Del resto, Il servizio di pubblica necessità a differenza dell’attività che compie il pubblico ufficiale o l’incaricato di pubblico servizio, è svolto in genere da soggetti che devono compiere delle attività particolari di rilevanza collettiva. Questo aspetto rende allora necessario che i soggetti che svolgono tali funzioni, siano considerati idonei a farlo e a tal fine si richiede una specifica abilitazione il cui rilascio è subordinato all’accertamento positivo in ordine alla sussistenza di determinate qualifiche tecniche e di requisii di probità.

Il problema della falsità delle attestazioni del difensore si è riproposto quando la legge cui è fatta menzione, ha autorizzato lo stesso alle indagini investigative ai fini della prova processuale e quindi ha conferito allo stesso i poteri del p.m. In ragione di ciò si ha una piena parificazione tra i poteri investigativi del giudice e quelli del difensore e conseguenzialmente gli esiti delle indagini e le relative attestazioni assumono valore analogo a quelli della pubblica accusa e perciò solo, hanno valore di atto pubblico. Di qui allora il relativo quesito se continuare ad applicare l’art. 481 c.p. già utilizzato in passato per le false autentiche delle firma, perché si è in presenza di attestazioni che il difensore rilascia come esercente funzione di pubblica necessità ovvero sono attestazioni false punibili secondo le relative norme perché si tratta di atti che per effetto della novella sono fede facenti.

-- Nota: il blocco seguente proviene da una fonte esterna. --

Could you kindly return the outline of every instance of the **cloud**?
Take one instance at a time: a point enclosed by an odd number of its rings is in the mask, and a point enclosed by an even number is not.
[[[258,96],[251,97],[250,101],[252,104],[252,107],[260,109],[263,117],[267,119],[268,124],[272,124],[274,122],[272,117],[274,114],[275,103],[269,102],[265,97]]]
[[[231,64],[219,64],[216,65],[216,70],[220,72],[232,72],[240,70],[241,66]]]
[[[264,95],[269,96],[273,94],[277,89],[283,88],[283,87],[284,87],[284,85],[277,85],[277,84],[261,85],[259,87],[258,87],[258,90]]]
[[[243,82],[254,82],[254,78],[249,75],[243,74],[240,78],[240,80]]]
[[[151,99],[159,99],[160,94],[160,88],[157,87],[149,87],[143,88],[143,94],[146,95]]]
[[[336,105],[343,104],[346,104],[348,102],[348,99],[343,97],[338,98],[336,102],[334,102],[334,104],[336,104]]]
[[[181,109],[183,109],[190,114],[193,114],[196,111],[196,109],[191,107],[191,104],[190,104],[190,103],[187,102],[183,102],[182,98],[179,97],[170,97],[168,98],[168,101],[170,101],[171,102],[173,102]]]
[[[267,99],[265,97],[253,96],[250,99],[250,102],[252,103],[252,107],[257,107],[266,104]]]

L’orientamento della giurisprudenza

La giurisprudenza, partendo dalla considerazione per cui la legge del 2000 ha parificato il difensore al p.m., equipara quest’ultimo ad un pubblico ufficiale, quindi le relative attestazioni sono atti pubblici e perciò solo è possibile che il difensore sia chiamato a rispondere di falso ideologico di cui all’art. 479 c.p., sebbene in modo occasionale e nelle limitate ipotesi in cui svolga un ruolo difensivo.

La soluzione appena prospettata lascia adito alla dottrina a non pochi dubbi: infatti, nonostante la ricomprensione degli atti difensivi nell’ambito degli atti pubblici il difensore non può utilizzare le risultanze che emergono dalle indagini difensive svolte perché sfavorevoli al suo assistito sicché a rigore, attraverso l’equiparazione effettuata dalla giurisprudenza, si deve arrivare ad ammettere che viene ad essere integrato con questa condotta un omissione di atti d’ufficio.

Proprio in questa ultima considerazione, risiede la critica più penetrante alla applicazione dell’art. 479 c.p. in merito alle false attestazioni del pubblico ufficiale perché se è vero che, coerentemente con l’ufficio svolto dal difensore, costui non ha l’obbligo di esibire ciò che può compromettere la posizione del proprio assistito è sempre vero che ciò non va ad integrare una condotta di favoreggiamento. Pertanto, questo dato è indice di una non piena parificazione tra atti del p.m. e difensore specie se si considera l’obbligo contrario del p.m. di riferire anche fatti e circostanze emerse dalle indagini e favorevoli all’indagato o all’imputato.